Even if total free memory is sufficient, it may not be contiguous.

Example Problem:

  • 24KB total free memory.

  • Split into three small holes.

  • A process requests 20KB.

  • Allocation fails due to lack of one contiguous block.

This is called external fragmentation.


4️⃣ Compaction

One solution is memory compaction.

The OS:

  1. Stops running processes.

  2. Copies segments to make them contiguous.

  3. Updates segment base registers.

  4. Creates one large free block.

Disadvantages:

  • Memory copying is expensive.

  • High CPU overhead.

  • Poor performance impact.


5️⃣ Free-Space Management Algorithms

Instead of compaction, the OS often uses allocation algorithms to reduce fragmentation.

Common strategies:

AlgorithmDescription
First-Fit        Allocate first block large enough
Best-Fit        Allocate smallest suitable block
Worst-Fit        Allocate largest available block
Buddy System        Split memory into power-of-two blocks

These aim to:

  • Keep larger free regions available.

  • Reduce fragmentation effects.

However:
👉 External fragmentation can never be completely eliminated.

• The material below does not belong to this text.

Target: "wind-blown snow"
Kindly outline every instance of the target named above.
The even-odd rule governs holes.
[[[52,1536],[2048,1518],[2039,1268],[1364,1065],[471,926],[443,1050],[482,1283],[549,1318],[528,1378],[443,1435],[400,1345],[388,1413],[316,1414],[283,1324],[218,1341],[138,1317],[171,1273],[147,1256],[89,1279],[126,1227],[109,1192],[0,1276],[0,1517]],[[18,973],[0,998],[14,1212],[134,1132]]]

6️⃣ Key Responsibilities of the OS

In segmentation, the OS must:

  • Maintain segment tables.

  • Save/restore segment registers on context switch.

  • Allocate and deallocate segment memory.

  • Track free memory regions.

  • Handle external fragmentation.

  • Possibly perform compaction.

  • Enforce protection and isolation.






Advantages of Segmentation

✔ Reduces internal fragmentation
✔ Supports sparse address spaces
✔ Enables sharing
✔ Fast hardware translation
✔ Better than single base/bounds


Limitations

❌ External fragmentation
❌ Still requires contiguous physical memory per segment
❌ Not flexible for very sparse large heaps
❌ Memory management complexity increases


 Big Picture

Segmentation improves memory virtualization by:

  • Splitting address space logically

  • Allowing independent relocation

  • Providing protection and sharing

However:

It still cannot completely solve memory fragmentation and flexibility issues.

👉 Which leads to the next major solution: Paging.


Summary

Segmentation =

Multiple base & bounds registers
One per logical region
Hardware selects segment
Offset added to base
Bounds + protection checked

It balances:

  • Efficiency

  • Protection

  • Better memory usage

But does not eliminate fragmentation.